Critics say Cassilly’s interpretation of what is considered a private conversation is far too broad. Police officers have no expectation of privacy when making a traffic stop on a public roadway, said David Rocah, an attorney with the American Civil Liberties Union of Maryland who is helping to represent Graber.
Even if Graber is convicted, Rittgers said he believes the verdict will almost certainly be thrown out on appeal because though Graber’s interaction with the police officer was not observed, it could have been easily overheard by any motorist who happened to pass by at the time he was pulled over.
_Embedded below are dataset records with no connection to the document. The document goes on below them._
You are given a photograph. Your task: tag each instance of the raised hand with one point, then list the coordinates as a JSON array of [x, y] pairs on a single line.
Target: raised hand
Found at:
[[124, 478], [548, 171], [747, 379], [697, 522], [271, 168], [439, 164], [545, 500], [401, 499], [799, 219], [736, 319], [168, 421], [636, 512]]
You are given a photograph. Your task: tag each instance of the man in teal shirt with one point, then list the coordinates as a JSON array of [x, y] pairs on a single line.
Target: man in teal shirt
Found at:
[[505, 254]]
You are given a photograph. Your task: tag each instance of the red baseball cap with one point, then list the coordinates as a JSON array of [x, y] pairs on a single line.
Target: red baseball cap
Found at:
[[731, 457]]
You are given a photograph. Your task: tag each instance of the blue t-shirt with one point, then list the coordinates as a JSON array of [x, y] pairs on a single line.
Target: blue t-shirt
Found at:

Courts have frequently held that there is no violation of the law when the parties have no reasonable expectation of privacy. An appellate court in California ruled in 1999 that there was no violation of a wiretapping law when two Dateline NBC producers used a hidden camera to record a conversation that took place on a crowded outdoor restaurant patio. “NBC photographed the two men in a public place and taped their conversations which were about business, not personal matters,” the court stated.
Nevertheless, there is disagreement among courts about whether the all-party consent exception applies to the recording of an on-duty police officer. The felony charges against a New Hampshire man were dropped in 2006 after he used a home security camera to record a police detective questioning the man’s son about a robbery. In Pennsylvania, the district attorney in Cumberland County decided in 2007 to drop a felony wiretapping charge against a man who began recording after a police officer pulled over his friend. An Illinois artist wasn’t as lucky — a judge there recently rejected a motion to dismiss an eavesdropping charge against him after he recorded his arrest for selling $1 artwork in Chicago without a license.
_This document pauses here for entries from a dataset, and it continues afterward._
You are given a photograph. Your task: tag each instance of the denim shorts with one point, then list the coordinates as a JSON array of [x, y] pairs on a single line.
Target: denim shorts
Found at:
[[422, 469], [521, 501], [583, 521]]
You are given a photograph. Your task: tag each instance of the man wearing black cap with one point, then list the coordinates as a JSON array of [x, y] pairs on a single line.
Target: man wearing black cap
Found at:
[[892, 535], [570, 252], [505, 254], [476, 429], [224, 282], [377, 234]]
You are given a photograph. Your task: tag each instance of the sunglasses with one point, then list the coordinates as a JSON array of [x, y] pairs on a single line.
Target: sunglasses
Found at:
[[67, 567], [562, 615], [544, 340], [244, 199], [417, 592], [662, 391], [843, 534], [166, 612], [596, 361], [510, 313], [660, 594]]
Legal experts disagree on what impact wiretapping laws could have on journalists going forward, although many note that police could have a much harder time arguing an expectation of privacy when the media is involved.
Robb Harvey, a media lawyer based in Tennessee, said he expects that in the coming years more citizens will be arrested for recording police officers and that journalists won’t be immune. “The sheer fact that so many people have mobile recording devices suggests we will see more charges,” he said.
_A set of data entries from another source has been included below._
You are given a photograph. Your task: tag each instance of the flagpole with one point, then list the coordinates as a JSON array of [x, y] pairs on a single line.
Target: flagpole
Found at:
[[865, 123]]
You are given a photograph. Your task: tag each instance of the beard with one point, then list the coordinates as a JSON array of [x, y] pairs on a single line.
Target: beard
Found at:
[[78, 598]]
Ohio media lawyer Richard Goehler predicted that law enforcement will be reluctant to take on news organizations in order to avoid a media circus, but still advised journalists who want to record police to identify themselves as a member of the media, stay on public property whenever possible and to stay out of the way. “You can [face] a real big problem if law enforcement can make the case that your newsgathering activities harm their investigation,” Goehler said.
Harvey said that if journalists are approached by a law enforcement official and asked to leave, they should obey the order but retreat with the camera rolling. Reporters should not turn over newsgathering equipment to police, he said. Instead, the situation should be resolved later by police supervisors and newsroom managers. But the important thing is to use discretion, since every situation is different.
While journalists, state legislatures and courts sort out the meaning of wiretapping statues, the case against Graber is going forward. He is now free on bond after turning himself in a week after the raid on his parents’ house and spent 26 hours in jail. He is scheduled for trial in October in the Harford County Circuit Court.
Though Graber is no longer giving interviews about his case on the advice of his attorneys, in an April interview with Miami journalist Carlos Miller, Graber said the situation had changed his life — he no longer rides his motorcycle and plans to sell it.
“I’m now afraid of the police — afraid of what they can do to me,” Graber said. “I’ve never been arrested in my life before this.”